More than half of children aged 11 say they are ‘completely happy’ with their lives, according to new findings from the Millennium Cohort Study (MCS).
Researchers analysed information given by more than 13,000 cohort members, who were born across the UK in 2000-2001. In the most recent survey at age 11, the children were asked to rate how happy they were with different aspects of their lives on a seven-point scale, ranging from ‘completely happy’ to ‘completely unhappy’.
The millennium children were particularly satisfied with their family lives, with nearly three quarters of boys and girls saying they were ‘completely happy’ at home.
Cohort members were nearly as happy with their schoolwork, with boys rating it a 5.3 and girls 5.6 on the seven-point scale. Girls were also slightly happier than boys with the schools they attended.
However, girls were more critical of their appearance than boys, even at age 11. Forty-one per cent of boys were ‘completely happy’ with the way they looked, compared to 31 per cent of girls. However, the same number of boys and girls said they were ‘completely unhappy’ with their appearance – about three per cent for each gender.

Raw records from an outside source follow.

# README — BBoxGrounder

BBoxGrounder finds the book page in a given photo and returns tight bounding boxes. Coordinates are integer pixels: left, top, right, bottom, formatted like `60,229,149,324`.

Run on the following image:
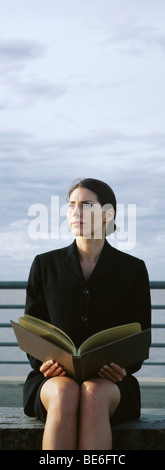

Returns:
78,323,141,355
19,315,76,354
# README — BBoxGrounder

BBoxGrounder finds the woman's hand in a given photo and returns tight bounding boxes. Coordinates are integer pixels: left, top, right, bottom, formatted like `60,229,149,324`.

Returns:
40,360,66,377
98,362,127,383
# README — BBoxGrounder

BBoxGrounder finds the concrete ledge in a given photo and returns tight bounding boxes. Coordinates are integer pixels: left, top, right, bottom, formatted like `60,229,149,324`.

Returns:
0,407,165,450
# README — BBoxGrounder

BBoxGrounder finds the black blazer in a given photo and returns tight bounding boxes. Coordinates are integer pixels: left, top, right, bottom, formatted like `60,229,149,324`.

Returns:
24,240,151,414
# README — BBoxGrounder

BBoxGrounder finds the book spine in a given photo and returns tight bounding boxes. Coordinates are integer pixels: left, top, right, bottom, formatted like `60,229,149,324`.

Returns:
72,356,84,382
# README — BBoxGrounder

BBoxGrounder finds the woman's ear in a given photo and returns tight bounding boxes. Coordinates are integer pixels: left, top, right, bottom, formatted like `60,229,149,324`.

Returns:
103,207,115,236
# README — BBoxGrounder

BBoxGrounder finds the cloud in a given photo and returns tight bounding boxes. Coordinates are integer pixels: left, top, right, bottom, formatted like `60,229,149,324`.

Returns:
0,38,45,62
105,20,165,56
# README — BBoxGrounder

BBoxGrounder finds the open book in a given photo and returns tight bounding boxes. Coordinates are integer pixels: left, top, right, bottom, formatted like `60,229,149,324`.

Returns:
11,315,150,381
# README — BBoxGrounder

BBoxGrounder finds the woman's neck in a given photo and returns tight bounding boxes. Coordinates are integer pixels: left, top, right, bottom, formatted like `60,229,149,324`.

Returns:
76,237,105,264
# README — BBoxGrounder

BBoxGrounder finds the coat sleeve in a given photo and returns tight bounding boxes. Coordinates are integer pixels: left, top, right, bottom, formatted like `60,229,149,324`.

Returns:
127,260,151,373
25,256,50,370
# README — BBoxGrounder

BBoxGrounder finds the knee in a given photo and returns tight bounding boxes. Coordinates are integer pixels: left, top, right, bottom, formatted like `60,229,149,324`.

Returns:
81,380,102,408
42,377,80,413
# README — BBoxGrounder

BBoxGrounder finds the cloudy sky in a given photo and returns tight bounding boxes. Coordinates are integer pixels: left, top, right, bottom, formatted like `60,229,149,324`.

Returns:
0,0,165,280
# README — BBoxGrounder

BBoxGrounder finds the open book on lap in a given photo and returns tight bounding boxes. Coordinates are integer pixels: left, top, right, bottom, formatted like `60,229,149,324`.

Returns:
11,315,151,382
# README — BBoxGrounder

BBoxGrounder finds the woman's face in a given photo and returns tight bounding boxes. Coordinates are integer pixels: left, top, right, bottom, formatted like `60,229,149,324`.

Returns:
67,188,103,239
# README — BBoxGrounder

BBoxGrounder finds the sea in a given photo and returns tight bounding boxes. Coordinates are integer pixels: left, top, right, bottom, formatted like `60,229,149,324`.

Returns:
0,289,165,380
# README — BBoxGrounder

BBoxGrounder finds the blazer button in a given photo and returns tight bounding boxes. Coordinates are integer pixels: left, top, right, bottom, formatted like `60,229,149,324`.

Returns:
81,315,87,322
83,289,89,295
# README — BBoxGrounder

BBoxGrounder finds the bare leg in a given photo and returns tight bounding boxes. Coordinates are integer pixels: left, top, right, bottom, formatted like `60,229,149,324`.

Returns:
78,378,120,450
40,377,80,450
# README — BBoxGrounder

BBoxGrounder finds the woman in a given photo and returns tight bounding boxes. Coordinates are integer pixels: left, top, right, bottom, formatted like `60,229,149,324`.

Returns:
24,178,151,450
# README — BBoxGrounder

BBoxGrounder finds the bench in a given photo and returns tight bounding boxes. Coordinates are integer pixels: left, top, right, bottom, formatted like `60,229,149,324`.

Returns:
0,407,165,450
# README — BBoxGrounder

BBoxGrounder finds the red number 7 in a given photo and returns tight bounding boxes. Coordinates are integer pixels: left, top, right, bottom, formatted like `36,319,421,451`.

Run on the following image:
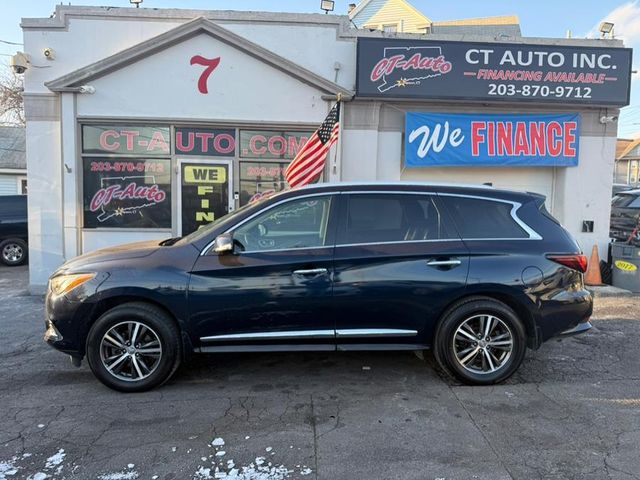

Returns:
190,55,220,93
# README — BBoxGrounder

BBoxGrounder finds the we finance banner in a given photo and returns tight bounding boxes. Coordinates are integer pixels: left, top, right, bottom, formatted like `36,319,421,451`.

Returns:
405,112,580,168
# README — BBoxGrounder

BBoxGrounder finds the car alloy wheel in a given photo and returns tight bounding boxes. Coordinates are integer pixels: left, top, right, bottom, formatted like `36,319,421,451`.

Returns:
2,242,24,264
452,314,513,375
100,321,162,382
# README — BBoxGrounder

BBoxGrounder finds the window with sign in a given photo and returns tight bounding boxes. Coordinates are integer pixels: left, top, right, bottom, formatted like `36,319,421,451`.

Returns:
82,125,171,229
240,162,289,205
238,130,313,205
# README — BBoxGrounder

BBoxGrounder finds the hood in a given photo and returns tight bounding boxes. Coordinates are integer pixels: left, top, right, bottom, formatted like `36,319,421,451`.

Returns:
56,240,162,273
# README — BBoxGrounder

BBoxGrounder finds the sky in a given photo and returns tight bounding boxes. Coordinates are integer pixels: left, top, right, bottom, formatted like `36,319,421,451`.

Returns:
0,0,640,138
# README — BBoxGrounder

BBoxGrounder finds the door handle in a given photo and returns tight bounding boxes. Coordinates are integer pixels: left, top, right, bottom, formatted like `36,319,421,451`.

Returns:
427,258,462,267
293,268,328,277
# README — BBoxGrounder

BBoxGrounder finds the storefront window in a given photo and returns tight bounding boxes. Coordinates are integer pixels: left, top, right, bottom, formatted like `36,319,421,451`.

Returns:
240,162,289,205
82,125,171,229
82,125,171,157
83,157,171,228
240,130,313,160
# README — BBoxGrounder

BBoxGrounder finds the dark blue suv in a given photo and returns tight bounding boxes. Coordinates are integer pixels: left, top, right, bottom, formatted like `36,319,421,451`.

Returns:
45,183,593,391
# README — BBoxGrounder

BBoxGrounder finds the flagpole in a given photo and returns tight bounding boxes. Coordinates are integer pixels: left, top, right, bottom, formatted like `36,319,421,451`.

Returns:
329,93,344,181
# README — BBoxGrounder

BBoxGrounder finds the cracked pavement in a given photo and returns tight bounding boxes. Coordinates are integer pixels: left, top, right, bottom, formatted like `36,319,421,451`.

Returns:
0,267,640,480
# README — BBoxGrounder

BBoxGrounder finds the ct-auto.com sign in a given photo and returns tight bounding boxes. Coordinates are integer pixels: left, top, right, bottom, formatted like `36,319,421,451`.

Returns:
356,38,632,106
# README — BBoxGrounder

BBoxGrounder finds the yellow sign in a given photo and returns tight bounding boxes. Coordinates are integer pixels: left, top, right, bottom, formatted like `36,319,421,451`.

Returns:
184,165,227,184
615,260,638,272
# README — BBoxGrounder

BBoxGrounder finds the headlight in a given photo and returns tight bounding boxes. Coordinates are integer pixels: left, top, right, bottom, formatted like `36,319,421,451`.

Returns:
50,273,96,295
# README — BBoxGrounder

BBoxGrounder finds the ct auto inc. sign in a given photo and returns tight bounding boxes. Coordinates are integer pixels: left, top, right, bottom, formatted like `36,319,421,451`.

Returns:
356,38,632,106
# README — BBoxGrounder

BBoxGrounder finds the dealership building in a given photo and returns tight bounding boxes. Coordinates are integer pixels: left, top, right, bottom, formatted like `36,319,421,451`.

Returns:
22,6,631,292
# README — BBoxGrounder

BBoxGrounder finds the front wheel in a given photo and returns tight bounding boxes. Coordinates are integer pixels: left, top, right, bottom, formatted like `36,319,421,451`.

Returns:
87,302,181,392
433,297,526,385
0,238,28,267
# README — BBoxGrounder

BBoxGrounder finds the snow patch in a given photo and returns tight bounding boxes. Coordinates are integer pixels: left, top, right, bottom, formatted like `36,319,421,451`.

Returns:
98,470,140,480
211,437,224,447
44,448,67,470
0,457,20,480
194,467,213,480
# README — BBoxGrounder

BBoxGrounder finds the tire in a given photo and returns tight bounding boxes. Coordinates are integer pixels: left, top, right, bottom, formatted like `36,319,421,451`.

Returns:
87,302,182,392
0,238,29,267
433,297,527,385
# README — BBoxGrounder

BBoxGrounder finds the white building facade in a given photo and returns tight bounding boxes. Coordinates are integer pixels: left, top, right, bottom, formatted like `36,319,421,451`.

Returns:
22,6,630,292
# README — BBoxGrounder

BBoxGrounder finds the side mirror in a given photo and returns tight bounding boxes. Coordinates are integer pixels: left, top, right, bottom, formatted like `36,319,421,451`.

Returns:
213,233,233,255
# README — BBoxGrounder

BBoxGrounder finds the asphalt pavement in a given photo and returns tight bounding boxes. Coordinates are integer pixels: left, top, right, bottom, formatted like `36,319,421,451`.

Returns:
0,267,640,480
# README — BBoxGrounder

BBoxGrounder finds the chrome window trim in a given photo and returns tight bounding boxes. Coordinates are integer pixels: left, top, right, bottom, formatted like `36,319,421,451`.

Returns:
200,188,542,256
200,330,336,342
336,328,418,338
242,245,335,255
438,193,542,242
336,238,461,248
200,328,418,342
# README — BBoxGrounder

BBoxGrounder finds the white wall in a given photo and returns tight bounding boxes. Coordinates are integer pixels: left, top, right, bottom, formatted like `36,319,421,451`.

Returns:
0,173,24,195
77,34,327,123
24,17,355,93
553,136,616,255
27,121,64,286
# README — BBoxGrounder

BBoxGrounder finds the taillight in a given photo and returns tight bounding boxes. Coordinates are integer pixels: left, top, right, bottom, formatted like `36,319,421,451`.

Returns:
547,255,587,273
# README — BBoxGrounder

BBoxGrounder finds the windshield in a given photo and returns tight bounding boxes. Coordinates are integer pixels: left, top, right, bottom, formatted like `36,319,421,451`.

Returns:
176,198,266,244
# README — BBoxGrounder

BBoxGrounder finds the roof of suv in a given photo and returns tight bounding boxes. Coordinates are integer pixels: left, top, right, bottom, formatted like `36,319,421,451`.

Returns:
289,182,544,202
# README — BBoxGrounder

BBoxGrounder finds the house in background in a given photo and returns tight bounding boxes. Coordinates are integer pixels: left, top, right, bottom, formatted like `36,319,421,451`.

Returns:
613,138,640,187
0,126,27,195
349,0,522,37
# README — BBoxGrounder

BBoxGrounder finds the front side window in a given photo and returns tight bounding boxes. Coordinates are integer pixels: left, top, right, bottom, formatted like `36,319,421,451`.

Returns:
338,194,457,245
233,196,331,252
440,195,529,239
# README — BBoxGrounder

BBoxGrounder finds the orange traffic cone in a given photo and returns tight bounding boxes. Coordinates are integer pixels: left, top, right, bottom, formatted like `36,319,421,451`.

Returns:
584,245,602,286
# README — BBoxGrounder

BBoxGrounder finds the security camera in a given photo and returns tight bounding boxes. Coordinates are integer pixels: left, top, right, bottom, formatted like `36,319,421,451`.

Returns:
78,85,96,95
600,115,618,124
9,52,29,73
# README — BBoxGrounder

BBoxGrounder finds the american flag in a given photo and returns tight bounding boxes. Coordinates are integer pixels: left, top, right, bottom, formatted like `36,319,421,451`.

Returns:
284,102,340,187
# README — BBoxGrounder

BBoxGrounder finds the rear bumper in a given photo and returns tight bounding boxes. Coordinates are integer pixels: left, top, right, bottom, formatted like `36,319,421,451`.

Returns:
538,289,593,342
556,320,593,337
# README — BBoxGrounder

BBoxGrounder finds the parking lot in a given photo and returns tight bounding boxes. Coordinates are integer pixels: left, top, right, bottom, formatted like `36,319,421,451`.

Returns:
0,267,640,480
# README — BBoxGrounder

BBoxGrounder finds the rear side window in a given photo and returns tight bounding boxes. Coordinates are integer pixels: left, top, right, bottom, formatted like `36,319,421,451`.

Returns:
338,194,458,245
440,195,529,239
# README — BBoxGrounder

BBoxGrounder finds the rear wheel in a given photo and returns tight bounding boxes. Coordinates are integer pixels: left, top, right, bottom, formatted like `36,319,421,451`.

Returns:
87,302,181,392
434,297,526,385
0,238,28,267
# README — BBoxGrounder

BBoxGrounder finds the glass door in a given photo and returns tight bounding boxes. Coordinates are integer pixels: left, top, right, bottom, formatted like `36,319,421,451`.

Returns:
178,159,233,236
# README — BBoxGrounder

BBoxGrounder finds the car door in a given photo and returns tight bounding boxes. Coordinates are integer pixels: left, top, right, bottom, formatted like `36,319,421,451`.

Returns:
189,195,335,351
334,192,469,350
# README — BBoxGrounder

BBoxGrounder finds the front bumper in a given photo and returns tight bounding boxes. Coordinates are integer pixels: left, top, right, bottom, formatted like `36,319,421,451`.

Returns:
44,320,63,345
556,320,593,337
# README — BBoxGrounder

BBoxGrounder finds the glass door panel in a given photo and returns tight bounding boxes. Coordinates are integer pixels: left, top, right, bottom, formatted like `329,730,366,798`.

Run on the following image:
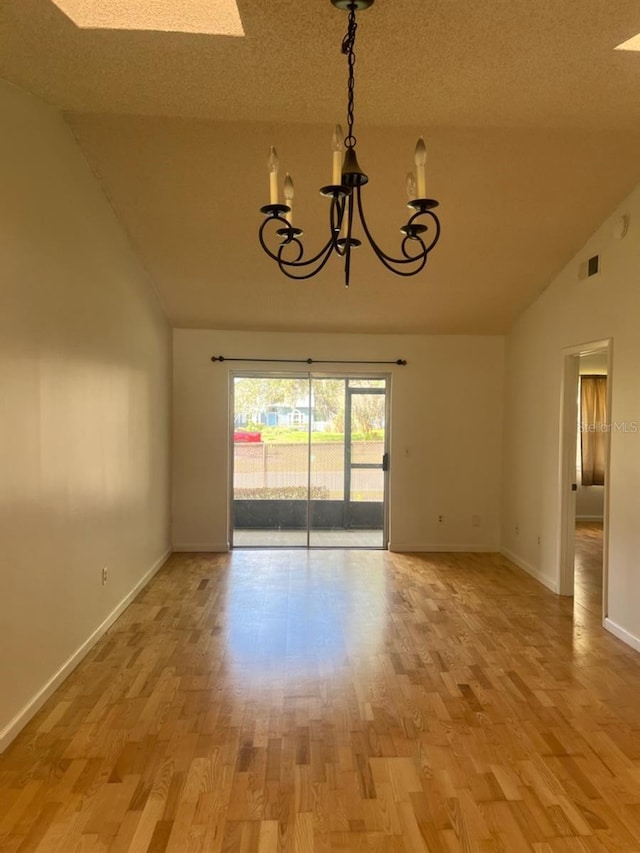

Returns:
232,376,310,547
232,375,387,548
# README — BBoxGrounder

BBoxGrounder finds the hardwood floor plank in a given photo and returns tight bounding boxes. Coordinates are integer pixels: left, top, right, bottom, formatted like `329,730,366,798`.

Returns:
0,541,640,853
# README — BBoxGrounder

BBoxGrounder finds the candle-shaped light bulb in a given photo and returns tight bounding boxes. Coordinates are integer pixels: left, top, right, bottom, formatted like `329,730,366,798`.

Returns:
413,137,427,198
331,124,344,186
407,172,418,201
284,172,293,225
267,145,280,204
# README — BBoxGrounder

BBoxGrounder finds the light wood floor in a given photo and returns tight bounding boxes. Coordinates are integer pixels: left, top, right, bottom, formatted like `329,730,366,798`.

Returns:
574,521,602,618
0,551,640,853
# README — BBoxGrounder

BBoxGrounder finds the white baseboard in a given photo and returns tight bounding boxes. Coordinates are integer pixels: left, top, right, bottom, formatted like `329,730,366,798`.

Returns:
0,550,171,754
389,542,498,554
500,548,558,594
173,542,230,554
602,617,640,652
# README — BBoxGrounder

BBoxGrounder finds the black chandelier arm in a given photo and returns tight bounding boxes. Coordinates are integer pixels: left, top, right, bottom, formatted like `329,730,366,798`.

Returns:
258,214,336,270
276,238,334,281
357,187,439,277
405,202,440,254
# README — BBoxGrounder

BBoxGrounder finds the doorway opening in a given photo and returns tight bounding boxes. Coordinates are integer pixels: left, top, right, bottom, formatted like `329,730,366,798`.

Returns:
230,373,390,548
559,341,611,620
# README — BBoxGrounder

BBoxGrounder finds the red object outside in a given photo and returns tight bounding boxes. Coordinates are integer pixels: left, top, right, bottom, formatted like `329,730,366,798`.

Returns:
233,430,262,441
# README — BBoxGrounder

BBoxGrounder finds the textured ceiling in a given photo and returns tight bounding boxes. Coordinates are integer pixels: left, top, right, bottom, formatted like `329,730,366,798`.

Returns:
0,0,640,333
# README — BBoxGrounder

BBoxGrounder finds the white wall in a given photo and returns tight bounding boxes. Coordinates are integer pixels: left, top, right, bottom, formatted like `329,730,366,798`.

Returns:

“Even in the context of concerns about the pressures on children and their comparative wellbeing, the message coming from this cohort of 10- and 11-year-olds is that, for most of them, the first decade of their lives has not been bad,” said Professor Lucinda Platt, former Principal Investigator of the MCS.
The findings were published in the Economic and Social Research Council’s Britain in 2014 magazine.